Paul biya : 58 jours d’absence au Cameroun, quel impact sur le pouvoir ?
Le Cameroun traverse une période d’incertitude politique sans précédent. Depuis le 7 juin dernier, le président Paul Biya, âgé de 93 ans et au pouvoir depuis 44 ans, n’a plus été aperçu en public. Cette absence, désormais de 58 jours, est la plus longue de son règne. Parti pour un « court séjour privé en Europe », le chef de l’État camerounais n’a donné aucun signe de vie depuis son départ.
Une disparition qui interroge la stabilité du régime
Cette situation inédite soulève de nombreuses questions. Où se trouve exactement Paul Biya ? Pourquoi une telle discrétion ? Son ministre de la Communication, René Sadi, a tenté de rassurer la population en déclarant : « Le président est en vie… Il n’y a aucune vacance du pouvoir ». Pourtant, malgré cette affirmation, aucune date de retour n’a été communiquée, laissant planer un doute sur l’état réel de santé du dirigeant.
L’absence prolongée d’un chef d’État, surtout dans un pays où le pouvoir est aussi centralisé, ne peut manquer d’éveiller des interrogations. Les Camerounais se demandent légitimement si cette situation annonce un changement prochain à la tête de l’État ou si elle s’inscrit dans une logique de gestion discrète du pouvoir.
Les réactions et les enjeux politiques
Les observateurs politiques camerounais soulignent que cette absence prolongée pourrait accélérer les spéculations sur la succession. Avec plus de quatre décennies au pouvoir, Paul Biya incarne une institution à lui seul. Son absence prolongée pourrait fragiliser la cohésion d’un régime habitué à sa présence constante.
Dans un pays où les tensions politiques persistent, cette situation pourrait aussi servir de catalyseur à des revendications plus fortes. Les Camerounais, habitués à une gouvernance centralisée, pourraient exiger plus de transparence sur la santé du président et sur l’avenir politique du pays.
Face à cette incertitude, les déclarations du gouvernement peinent à convaincre. L’absence de Paul Biya, même justifiée par des raisons de santé, interroge sur la capacité du Cameroun à gérer une transition pacifique. Les prochains jours seront cruciaux pour évaluer l’impact réel de cette situation sur la stabilité du pays.
Un silence qui en dit long
Le mutisme des autorités camerounaises face à cette absence prolongée est frappant. Aucune image, aucun communiqué médical, aucune explication détaillée n’a été fourni pour rassurer la population. Cette opacité alimente les rumeurs et les théories les plus diverses.

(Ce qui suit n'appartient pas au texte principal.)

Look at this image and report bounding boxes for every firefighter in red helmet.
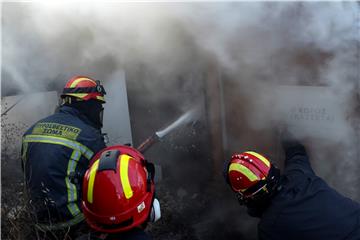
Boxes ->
[81,145,161,240]
[225,132,360,240]
[21,76,106,239]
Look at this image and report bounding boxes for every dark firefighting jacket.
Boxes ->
[22,106,106,229]
[258,142,360,240]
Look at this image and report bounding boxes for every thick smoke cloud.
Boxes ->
[1,2,360,239]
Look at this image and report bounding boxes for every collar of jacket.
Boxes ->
[59,106,99,131]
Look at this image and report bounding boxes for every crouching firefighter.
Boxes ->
[225,134,360,240]
[78,145,161,240]
[21,76,106,239]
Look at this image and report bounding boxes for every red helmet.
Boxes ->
[227,151,279,202]
[82,145,158,232]
[61,76,106,103]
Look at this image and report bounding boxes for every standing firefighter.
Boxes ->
[22,76,106,239]
[80,145,161,240]
[226,131,360,240]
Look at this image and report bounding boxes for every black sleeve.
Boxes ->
[282,130,314,174]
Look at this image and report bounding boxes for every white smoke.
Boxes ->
[2,2,360,238]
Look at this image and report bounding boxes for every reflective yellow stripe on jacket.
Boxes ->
[23,135,94,216]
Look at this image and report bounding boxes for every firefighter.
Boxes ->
[21,76,106,239]
[225,131,360,240]
[79,145,161,240]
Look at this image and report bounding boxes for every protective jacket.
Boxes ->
[258,142,360,240]
[22,106,106,230]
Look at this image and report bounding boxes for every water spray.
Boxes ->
[137,108,198,153]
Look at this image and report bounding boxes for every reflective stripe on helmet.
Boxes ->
[87,159,99,203]
[229,163,258,182]
[120,154,133,199]
[245,151,270,167]
[70,78,96,88]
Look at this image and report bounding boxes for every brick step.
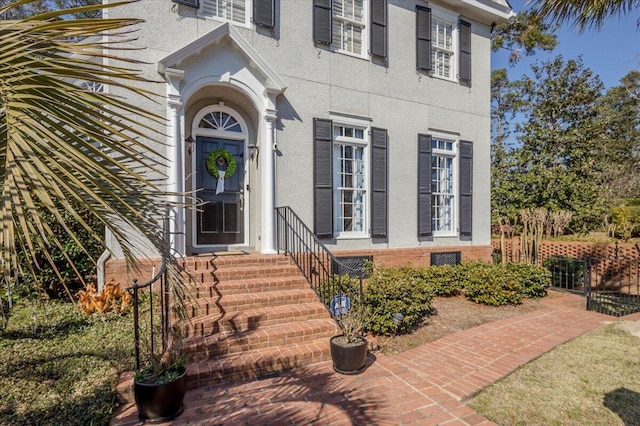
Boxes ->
[187,337,331,389]
[187,288,318,318]
[191,264,300,284]
[192,275,309,300]
[183,302,329,337]
[183,253,292,272]
[183,318,339,360]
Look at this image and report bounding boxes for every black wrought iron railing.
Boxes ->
[127,262,170,371]
[276,206,365,316]
[127,212,171,371]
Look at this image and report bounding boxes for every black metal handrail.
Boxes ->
[276,206,365,316]
[127,261,169,371]
[127,215,171,371]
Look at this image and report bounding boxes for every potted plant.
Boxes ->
[133,340,187,423]
[329,297,369,374]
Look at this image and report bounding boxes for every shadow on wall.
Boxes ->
[602,388,640,426]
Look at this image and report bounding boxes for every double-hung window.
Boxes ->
[201,0,251,25]
[333,124,368,237]
[431,15,455,79]
[331,0,367,56]
[431,137,456,236]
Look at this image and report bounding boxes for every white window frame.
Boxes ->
[431,6,460,81]
[332,120,371,239]
[429,133,460,237]
[198,0,253,28]
[330,0,369,59]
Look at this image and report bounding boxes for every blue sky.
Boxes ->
[492,0,640,88]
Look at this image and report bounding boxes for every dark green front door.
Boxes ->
[196,136,244,245]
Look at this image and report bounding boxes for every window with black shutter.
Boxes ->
[253,0,276,28]
[371,127,388,238]
[459,141,473,241]
[416,6,432,71]
[313,118,333,238]
[370,0,387,58]
[313,0,332,44]
[458,20,471,86]
[418,135,433,238]
[171,0,200,9]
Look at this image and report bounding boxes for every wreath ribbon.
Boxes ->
[205,149,238,179]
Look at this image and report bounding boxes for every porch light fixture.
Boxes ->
[184,135,195,155]
[247,144,259,160]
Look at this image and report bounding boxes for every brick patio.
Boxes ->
[111,294,616,426]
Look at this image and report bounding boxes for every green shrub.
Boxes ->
[418,265,462,297]
[542,256,584,289]
[457,262,522,306]
[505,263,551,299]
[364,267,433,334]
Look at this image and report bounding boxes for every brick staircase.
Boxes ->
[176,253,339,388]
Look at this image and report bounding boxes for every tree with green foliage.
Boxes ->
[598,71,640,205]
[491,68,521,221]
[491,11,558,63]
[0,0,188,320]
[0,0,102,20]
[496,56,605,232]
[531,0,640,31]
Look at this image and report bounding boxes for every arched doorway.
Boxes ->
[192,104,248,247]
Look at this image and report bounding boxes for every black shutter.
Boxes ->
[418,135,433,238]
[172,0,200,9]
[458,21,471,87]
[416,6,431,71]
[313,0,332,44]
[458,141,473,241]
[253,0,276,28]
[371,0,387,58]
[371,127,389,238]
[313,118,333,238]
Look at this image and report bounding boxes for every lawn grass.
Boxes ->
[0,301,133,426]
[470,324,640,426]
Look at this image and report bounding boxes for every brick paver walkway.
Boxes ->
[112,295,615,426]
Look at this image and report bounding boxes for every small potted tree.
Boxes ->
[133,340,187,423]
[329,295,369,374]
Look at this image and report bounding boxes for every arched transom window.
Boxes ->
[198,111,242,133]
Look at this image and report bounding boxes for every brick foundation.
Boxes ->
[105,246,493,286]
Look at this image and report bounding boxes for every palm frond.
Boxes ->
[531,0,640,31]
[0,0,185,306]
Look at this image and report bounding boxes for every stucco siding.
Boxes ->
[104,0,504,256]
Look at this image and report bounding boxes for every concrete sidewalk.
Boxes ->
[111,294,616,426]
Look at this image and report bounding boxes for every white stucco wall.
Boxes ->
[104,0,504,256]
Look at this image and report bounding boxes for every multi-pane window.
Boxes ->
[431,16,454,78]
[333,125,367,236]
[202,0,249,25]
[332,0,365,55]
[431,138,456,235]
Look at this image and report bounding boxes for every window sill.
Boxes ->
[429,73,458,84]
[329,47,369,62]
[198,14,252,30]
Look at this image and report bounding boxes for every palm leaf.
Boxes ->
[0,0,188,312]
[531,0,640,31]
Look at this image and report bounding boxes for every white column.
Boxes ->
[260,110,277,254]
[165,68,186,256]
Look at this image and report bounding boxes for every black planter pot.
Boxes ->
[133,368,187,423]
[329,335,367,374]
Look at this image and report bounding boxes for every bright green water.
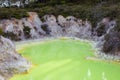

Dans un contexte où l’Afrique centrale est déjà marquée par des instabilités politiques, la situation au Cameroun pourrait devenir un sujet de préoccupation majeur. Les partenaires internationaux du pays, attentifs à la stabilité de la région, pourraient exiger des clarifications urgentes.
Pour l’instant, le Cameroun reste suspendu à l’annonce d’un retour de Paul Biya. Mais au-delà de la personne du président, c’est bien la question de la pérennité du système politique camerounais qui est en jeu.